Entre Paris et l’espace Thalasso de Saint-Malo, c’est le destin d’une petite Léa née pour susciter l’amour d’une mère que l’on suit. Et c’est avec une émotion à fleur de peau que l’on rentre dans ce récit de Karine Reysset. Je dois avouer que des larmes ont coulé. Dans ce roman, il est surtout question du lien maternel et de la possessivité qui en découle, mais aussi de cette possibilité courageuse d’une vie recommencée loin des orages du passé, et puis de folie.
Voici le troisième roman que je lis de l’auteure, en peu de temps. Après avoir lu A ta place et Les yeux au ciel, je pense cerner à présent l’ambiance de ses textes, son univers littéraire. Il me plait beaucoup. Je vais sans doute attendre, cependant, avant d’en lire un quatrième… Point trop n’en faut pour conserver le plaisir !

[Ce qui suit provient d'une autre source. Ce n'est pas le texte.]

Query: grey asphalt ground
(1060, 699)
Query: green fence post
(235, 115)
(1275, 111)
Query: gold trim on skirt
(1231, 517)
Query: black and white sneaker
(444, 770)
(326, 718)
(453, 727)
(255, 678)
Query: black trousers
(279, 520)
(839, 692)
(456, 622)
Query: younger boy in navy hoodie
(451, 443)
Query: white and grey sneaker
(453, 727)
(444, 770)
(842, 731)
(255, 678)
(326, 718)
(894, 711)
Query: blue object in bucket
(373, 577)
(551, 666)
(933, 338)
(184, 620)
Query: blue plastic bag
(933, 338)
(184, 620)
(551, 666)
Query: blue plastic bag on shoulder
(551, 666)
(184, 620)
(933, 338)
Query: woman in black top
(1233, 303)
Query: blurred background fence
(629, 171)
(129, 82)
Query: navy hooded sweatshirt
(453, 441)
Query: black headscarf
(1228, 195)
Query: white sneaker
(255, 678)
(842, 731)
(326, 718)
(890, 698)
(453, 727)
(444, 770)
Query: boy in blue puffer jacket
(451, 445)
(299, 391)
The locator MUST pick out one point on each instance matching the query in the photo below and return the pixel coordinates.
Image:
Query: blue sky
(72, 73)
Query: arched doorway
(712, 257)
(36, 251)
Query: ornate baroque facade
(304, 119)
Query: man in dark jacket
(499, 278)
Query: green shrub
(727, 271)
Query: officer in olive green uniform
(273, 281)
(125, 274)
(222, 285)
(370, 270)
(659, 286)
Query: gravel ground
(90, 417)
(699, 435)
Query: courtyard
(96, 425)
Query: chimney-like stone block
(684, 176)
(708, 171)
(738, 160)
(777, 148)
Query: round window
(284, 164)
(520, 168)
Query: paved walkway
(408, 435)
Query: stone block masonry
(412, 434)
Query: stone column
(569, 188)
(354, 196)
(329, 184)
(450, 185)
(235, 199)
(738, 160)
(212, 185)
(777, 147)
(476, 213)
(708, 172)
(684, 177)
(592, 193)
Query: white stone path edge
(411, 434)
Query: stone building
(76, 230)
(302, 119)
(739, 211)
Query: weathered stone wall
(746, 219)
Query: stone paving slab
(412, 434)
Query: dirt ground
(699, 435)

Karine Reysset… (rattrapage)
 (le billet de 2017)

Tu avais envie de revenir un peu à tes fondamentaux en matière de lecture… aux auteurs qui te font vibrer d’habitude. Et Karine Reysset fait partie du lot. D’elle, tu avais déjà beaucoup aimé Les yeux au cielComme une mère et A ta place… tu étais donc très intéressée par son dernier roman. Dans La fille sur la photo, nous suivons Anna, de retour dans cette grande maison de bord de mer qu’elle a quitté il y a un an pour suivre son amant. Dans cette maison elle était alors la compagne d’un réalisateur connu, beaucoup plus âgé quelle, et déjà père de trois enfants. Pendant dix ans, elle avait servi de mère de substitution, jusqu’à ne  plus vraiment savoir qui elle était et où était vraiment sa place. Elle revient pour Garance, quatorze ans, qui est hospitalisée, et qui va très mal depuis son départ, depuis cet abandon. L’occasion pour Anna de se confronter à son passé, aux raisons de son départ (de sa fuite), et à la vacuité affligeante de son présent. Que faut-il donc faire ? Recoller les morceaux ? Fuir encore ? Anna oscille et tente, parmi ceux qui forment autour d’elle un semblant de famille, de savoir qui elle est réellement, ce qu’elle veut, et de retrouver surtout le chemin de l’écriture… son gagne pain et sa planche de salut. Et toi lectrice, tu es rentrée dans ce roman à pas feutrés car il est intime, effectivement vibrant et émouvant. Il parle très bien de la perte de repères que crée le manque de stabilité parentale, de l’amour qui répare, des liens qui n’ont pas besoin du sang pour exister… Tu as aimé la personnalité d’Anna, observatrice, d’apparence si peu actrice de sa vie, d’apparence si fragile, mais en réalité forte d’une volonté farouche de devenir enfin celle qu’elle est réellement, indépendante et vraie. Une lecture que tu posais de temps en temps, comme pour respirer entre chaque chapitre l’air marin de Saint Malo, et puis que tu reprenais comme on ouvre la grille d’une maison que l’on a trop bien connue et dont on perçoit dans tout son corps chaque bruit, chaque odeur.